The 36-page lawsuit alleges the Suffolk County, Massachusetts university, despite its responsibility as the plan sponsor to act as a prudent fiduciary, “utterly failed to employ a prudent process for managing the Plan.”
Per the suit, participants in Northeastern’s employee retirement plan, which reportedly had $1.9 billion in assets by the end of 2020, have lost millions in retirement savings as a result of the defendants’ selection of imprudent investment options and failure to ensure that the plan’s recordkeeping fees were kept reasonably low.
According to the case, the size of Northeastern’s employee retirement plan, which ranks among the top 0.1 percent of all direct contribution plans, should have given the defendants “outsized bargaining power” in the market for recordkeeping services and allowed the university to ensure that recordkeeping fees were kept low. The suit alleges, however, that plan participants were likely subjected to “dramatically high” recordkeeping costs that were much higher than those paid by similar plans.
The case goes on to claim that the defendants imprudently limited the plan’s investment menu to “low-performing, high-cost investment options,” including the “consistently underperforming” CREF stock account and “costly” Teachers Insurance and Annuity Association (TIAA) real estate account.
Per the suit, many of the plan’s investment options were “significantly more expensive” and performed worse than comparable funds chosen by plans of a similar size or other versions of options that were already in the plan. Moreover, the lawsuit claims that some of the plan’s investments were flagged as imprudent in Employee Retirement Income Security Act (ERISA) litigation that the defendants “could and should have been aware” of.
The suit alleges Northeastern nevertheless failed to remove these imprudent options from the plan’s investment menu despite its obligation to prudently monitor the investment options available to plan participants.
The lawsuit further claims that Northeastern ignored “red flags” specific to TIAA and Fidelity Management Trust Company, the plan’s custodians. Per the suit, TIAA’s offerings have been questioned in litigation filed by participants in many university-sponsored retirement plans, and a TIAA subsidiary was the subject of a joint investigation by the U.S. Securities and Exchange Commission and New York attorney general regarding allegations that it essentially “scare[d]” retirement plan participants into purchasing unnecessary services.
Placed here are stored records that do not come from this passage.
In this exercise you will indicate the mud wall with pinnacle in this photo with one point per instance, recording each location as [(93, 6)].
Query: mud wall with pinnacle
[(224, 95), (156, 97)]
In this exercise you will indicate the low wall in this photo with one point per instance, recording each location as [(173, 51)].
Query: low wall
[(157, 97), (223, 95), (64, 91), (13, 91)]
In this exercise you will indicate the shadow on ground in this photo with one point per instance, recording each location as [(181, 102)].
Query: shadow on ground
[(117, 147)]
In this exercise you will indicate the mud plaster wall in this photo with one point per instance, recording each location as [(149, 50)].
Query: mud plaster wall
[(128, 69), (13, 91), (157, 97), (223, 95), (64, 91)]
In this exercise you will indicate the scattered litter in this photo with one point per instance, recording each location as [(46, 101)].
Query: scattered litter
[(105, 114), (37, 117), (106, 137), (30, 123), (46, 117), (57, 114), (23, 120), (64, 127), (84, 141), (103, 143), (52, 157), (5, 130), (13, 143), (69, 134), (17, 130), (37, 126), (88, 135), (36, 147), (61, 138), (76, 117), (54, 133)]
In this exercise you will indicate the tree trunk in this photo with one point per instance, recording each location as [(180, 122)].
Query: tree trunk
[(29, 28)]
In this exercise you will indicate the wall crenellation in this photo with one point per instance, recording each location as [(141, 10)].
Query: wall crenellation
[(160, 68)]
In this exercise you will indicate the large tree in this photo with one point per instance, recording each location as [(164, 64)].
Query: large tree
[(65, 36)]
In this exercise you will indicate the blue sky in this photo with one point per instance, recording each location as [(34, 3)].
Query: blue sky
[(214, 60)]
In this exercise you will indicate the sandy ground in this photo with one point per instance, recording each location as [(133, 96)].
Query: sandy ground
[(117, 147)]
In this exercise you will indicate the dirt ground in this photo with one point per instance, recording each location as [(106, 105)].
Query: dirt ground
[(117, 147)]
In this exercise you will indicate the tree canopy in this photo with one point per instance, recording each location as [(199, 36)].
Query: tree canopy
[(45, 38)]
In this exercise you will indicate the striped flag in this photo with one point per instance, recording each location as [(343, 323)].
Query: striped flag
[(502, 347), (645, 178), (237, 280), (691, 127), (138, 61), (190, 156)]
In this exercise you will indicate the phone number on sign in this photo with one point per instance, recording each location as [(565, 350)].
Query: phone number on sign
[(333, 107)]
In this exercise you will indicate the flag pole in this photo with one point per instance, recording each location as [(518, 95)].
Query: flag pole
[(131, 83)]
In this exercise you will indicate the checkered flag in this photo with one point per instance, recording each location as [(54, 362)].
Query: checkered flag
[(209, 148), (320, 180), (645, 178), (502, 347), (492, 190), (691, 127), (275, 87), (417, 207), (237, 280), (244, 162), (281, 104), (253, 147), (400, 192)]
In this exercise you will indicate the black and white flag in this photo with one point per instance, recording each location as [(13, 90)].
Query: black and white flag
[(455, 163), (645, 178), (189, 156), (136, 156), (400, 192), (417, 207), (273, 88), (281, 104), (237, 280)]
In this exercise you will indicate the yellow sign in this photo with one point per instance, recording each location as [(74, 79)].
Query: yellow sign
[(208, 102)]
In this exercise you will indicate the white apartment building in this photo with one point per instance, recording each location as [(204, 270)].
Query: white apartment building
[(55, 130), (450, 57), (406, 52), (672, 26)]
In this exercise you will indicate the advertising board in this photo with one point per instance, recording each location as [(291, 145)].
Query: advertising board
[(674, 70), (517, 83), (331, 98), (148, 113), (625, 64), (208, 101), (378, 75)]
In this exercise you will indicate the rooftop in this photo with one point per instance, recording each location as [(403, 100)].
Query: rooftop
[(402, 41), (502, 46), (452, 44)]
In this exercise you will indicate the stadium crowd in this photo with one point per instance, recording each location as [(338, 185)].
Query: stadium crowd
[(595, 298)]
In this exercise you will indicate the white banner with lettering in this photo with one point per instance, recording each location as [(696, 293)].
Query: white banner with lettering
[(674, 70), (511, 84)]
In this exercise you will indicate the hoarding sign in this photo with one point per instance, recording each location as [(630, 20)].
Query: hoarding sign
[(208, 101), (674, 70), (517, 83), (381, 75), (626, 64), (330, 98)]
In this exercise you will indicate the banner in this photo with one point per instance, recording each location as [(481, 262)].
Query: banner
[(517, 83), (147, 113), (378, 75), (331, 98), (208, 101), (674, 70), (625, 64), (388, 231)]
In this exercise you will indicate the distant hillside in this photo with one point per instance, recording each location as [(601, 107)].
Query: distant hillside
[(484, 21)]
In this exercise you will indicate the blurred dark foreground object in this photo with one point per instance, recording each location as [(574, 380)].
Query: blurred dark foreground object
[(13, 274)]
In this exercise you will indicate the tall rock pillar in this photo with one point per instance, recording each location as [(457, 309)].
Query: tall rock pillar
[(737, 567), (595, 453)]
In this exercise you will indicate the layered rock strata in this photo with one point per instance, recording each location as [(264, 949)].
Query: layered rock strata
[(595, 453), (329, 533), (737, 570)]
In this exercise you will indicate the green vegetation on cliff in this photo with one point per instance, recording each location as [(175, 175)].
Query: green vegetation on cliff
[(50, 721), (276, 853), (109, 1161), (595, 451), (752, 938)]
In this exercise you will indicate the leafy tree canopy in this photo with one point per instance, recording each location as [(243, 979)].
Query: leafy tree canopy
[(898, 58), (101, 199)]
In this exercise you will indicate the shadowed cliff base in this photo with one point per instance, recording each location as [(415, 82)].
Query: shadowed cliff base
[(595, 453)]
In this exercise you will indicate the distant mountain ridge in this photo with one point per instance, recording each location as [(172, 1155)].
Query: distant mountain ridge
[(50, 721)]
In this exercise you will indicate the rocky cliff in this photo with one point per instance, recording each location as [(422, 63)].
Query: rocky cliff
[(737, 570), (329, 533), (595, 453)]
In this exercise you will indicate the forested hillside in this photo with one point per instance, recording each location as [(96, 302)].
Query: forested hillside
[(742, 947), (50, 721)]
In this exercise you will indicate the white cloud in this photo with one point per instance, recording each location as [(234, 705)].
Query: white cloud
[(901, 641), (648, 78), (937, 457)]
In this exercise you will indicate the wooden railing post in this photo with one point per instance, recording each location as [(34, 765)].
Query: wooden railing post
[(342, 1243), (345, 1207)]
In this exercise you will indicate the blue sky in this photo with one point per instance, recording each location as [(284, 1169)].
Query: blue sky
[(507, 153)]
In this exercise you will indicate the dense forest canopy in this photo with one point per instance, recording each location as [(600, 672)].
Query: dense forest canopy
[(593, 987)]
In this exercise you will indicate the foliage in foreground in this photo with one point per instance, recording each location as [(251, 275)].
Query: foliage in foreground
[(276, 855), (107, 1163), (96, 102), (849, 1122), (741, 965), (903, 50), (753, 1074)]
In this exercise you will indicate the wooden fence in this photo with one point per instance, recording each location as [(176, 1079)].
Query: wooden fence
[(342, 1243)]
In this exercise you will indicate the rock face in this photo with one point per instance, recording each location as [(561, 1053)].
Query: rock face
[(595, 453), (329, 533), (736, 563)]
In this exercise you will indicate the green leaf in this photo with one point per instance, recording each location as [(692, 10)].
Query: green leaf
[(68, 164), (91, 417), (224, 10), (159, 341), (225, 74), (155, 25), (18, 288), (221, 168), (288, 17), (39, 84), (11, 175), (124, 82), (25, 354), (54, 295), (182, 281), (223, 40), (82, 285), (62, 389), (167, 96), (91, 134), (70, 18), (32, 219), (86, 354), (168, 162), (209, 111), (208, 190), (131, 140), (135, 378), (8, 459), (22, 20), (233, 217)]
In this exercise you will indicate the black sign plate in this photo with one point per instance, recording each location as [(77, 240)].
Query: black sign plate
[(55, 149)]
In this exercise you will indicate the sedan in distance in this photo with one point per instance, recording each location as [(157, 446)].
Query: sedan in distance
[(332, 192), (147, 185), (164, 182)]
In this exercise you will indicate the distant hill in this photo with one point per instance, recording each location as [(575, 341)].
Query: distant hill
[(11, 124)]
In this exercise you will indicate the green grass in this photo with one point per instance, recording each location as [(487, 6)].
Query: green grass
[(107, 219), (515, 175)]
“In the face of all of this, Defendants did—nothing,” the complaint scathes. “TIAA was and remains one of the Plan’s custodians—enjoying access to information about the Plan’s thousands of participants.”
The lawsuit alleges the red flags with regard to Fidelity were “less headline-grabbing” but also harmful to plan participants. The case notes that Fidelity’s offerings and recordkeeping services have been challenged in litigation filed by participants in “numerous plans.” Nevertheless, the defendants failed to scrutinize the Fidelity offerings in the plan and ensure that participants were not paying needlessly excessive expense ratios, the suit claims.
The lawsuit looks to represent anyone who was a participant in or beneficiary of the Northeastern employee retirement plan at any time between June 30, 2016 and the date of judgment in the case.